Reputation: 358
We have a rather simple site (minimal JS) with plain html and CSS. It is a simple mobile interface for our main application.
We are running into trouble because we have more than one column and several browsers seem to force single columns.
Through some searching I ran into 2 meta tags.
<meta name="MobileOptimized" content="220" />
<meta name="viewport" content="width=320" />
With these we have a good 'scaled' view for IE Mobile and the iPhone. We have not run into any problems with palm's Blazer. But Blackberry is another matter.
Does the Blackberry have a simple way to control the view of the browser as well? By simple I mean without making a special page for that device.
Upvotes: 4
Views: 2602
Reputation: 498
BlackBerry (from OS 4.6 and higher) supports both the meta-viewport tag as well as the meta-HandheldFriendly tag. See the "Content Design Guidelines" document at http://na.blackberry.com/eng/support/docs/subcategories/?userType=21&category=BlackBerry+Browser for details.
Upvotes: 1
Reputation: 23702
I wouldn't bother making a "medium" version for the iPhone etc, iPhone users can just look at your real web page easily enough. Have your full version and a single column version, and you'll reach the largest audience with minimal work.
To answer your question though, there's no good way to make the Blackberry do anything other than 1 column views. You can get it to look fairly professional, as CSS and simple javascript still apply, but you'll have to lose a lot of your horizontal real estate.
Upvotes: 3
Reputation:
My recommendation would be to create two or three versions of the site:
The reason is that coding for 3-4 desktop browsers is hard enough. Don't kill yourself over another hundred devices to code for and create a simple page that just puts out information.

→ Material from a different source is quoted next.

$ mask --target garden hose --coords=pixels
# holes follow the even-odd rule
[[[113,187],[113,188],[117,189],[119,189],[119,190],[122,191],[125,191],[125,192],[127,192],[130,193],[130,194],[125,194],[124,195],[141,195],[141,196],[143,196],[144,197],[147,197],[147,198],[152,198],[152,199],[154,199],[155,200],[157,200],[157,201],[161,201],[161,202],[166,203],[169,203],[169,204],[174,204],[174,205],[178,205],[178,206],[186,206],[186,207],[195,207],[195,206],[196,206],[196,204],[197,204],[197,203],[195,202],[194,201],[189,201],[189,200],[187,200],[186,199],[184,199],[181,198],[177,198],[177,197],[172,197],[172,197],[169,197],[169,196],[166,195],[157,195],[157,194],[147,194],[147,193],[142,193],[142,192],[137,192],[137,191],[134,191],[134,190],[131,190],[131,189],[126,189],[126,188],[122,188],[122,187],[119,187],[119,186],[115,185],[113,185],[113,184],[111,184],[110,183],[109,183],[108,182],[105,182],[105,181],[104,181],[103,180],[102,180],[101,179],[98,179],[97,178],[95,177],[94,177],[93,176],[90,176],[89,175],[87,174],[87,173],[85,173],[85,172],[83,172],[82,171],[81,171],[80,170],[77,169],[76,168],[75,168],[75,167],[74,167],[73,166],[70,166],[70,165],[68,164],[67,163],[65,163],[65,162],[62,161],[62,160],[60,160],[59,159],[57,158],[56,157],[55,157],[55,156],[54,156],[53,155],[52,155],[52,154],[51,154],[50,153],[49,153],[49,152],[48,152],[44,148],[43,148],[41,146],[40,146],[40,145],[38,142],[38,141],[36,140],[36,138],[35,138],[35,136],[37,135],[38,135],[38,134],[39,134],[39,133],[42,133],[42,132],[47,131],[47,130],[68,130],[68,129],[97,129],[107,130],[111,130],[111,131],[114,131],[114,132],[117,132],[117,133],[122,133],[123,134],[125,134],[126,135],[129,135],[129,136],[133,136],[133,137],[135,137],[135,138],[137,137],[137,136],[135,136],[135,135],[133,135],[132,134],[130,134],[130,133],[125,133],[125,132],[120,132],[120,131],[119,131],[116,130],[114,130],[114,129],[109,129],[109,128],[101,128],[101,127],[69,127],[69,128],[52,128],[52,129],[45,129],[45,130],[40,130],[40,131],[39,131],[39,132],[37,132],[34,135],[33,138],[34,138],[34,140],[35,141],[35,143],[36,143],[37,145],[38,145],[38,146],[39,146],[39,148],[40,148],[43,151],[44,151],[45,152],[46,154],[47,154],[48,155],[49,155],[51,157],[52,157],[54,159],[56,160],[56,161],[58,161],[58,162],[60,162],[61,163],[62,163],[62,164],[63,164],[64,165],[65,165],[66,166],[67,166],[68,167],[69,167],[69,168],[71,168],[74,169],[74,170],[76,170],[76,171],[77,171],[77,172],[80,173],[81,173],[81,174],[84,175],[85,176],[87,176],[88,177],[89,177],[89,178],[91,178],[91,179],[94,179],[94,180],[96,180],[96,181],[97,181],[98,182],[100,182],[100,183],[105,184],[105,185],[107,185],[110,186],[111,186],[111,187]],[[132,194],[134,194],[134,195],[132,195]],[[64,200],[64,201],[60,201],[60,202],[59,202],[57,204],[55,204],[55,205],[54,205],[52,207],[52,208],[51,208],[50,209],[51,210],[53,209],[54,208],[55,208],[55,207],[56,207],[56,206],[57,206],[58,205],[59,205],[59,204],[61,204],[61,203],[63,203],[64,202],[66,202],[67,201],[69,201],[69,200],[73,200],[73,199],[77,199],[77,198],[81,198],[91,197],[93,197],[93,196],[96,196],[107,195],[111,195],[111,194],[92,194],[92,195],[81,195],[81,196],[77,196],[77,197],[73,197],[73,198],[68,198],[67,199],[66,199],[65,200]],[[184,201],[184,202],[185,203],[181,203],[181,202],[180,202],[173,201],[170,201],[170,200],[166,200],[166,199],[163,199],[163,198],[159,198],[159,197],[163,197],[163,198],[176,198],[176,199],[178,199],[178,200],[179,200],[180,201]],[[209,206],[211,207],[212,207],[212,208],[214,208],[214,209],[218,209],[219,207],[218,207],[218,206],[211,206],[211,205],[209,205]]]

Remember the basic design principle of web development: Users don't care. They want information, or functionality. It will look a whole lot better for you if you had a simple, clear layout for bad mobile browsers (IE or Blackberry) then try to hack up something that eventually becomes a maintainability nightmare and potentially make you look bad if somebody uses yet another mobile browser and you have not written the phone-specific site for yet.